Dive Brief:
- The Securities and Exchange Commission (SEC) has charged computer server producer Super Micro Computer and its former CFO, Howard Hideshima, with prematurely recognizing revenue and understating expenses over a three-year period.
- Hideshima and the company's other executives pushed employees to maximize end-of-quarter revenue while failing to maintain internal accounting controls to accurately record revenue, the complaint alleges.
- As a result, the company improperly recognized revenue. Among other things, it recognized revenue on goods sent to warehouses but not yet delivered to customers, shipped goods to customers prior to customer authorization, and shipped mis-assembled goods to customers.
Dive Insight:
As part of its efforts, the company misused its cooperative marketing program, the SEC says. That program entitles customers to reimbursement for a portion of cooperative marketing costs, but the company reduced the liabilities accrued for the program to avoid recognizing expenses unrelated to marketing.
Hideshima was on notice of these and other similar practices, but failed to properly address them, the SEC says.
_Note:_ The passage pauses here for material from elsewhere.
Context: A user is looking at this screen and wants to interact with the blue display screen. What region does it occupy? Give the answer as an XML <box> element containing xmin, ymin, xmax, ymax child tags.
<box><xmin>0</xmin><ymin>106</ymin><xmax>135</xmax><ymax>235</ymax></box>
He also signed or approved filings with the Commission containing materially misstated financial statements, and knowingly circumvented internal accounting controls.
Company CEO Charles Liang, while not charged with misconduct, must reimburse the company $2.1 million in stock profits that he received while the accounting errors were occurring, pursuant to the clawback provision of the Sarbanes-Oxley Act.
"Reporting revenue in the wrong period gives investors a distorted view of a company's financial condition," associate director of the SEC's Division of Enforcement Melissa Hodgman said. "The SEC will continue to hold executives accountable when they exploit insufficient internal controls."
Without admitting or denying the findings, Super Micro Computer has agreed to cease and desist from violating cited provisions in the Securities Act of 1933 and 1934, and to pay a $17.5 million penalty. Hideshima, without admitting or denying the findings, has agreed to cease and desist from committing or causing violations of cited provisions, and to pay disgorgement and prejudgment interest totaling more than $300,000, and a $50,000 penalty.
“We are pleased to have settled this matter and put this investigation behind us," Liang said in a statement. "Supermicro is committed to conducting our business ethically and transparently. We fell short of our standards, and we have implemented numerous remedial actions and internal control enhancements to prevent such errors from recurring. Our strengthened financial accounting and management team will help us continue building value for shareholders and customers as we innovate in high-performance, high-efficiency server and cloud technology.”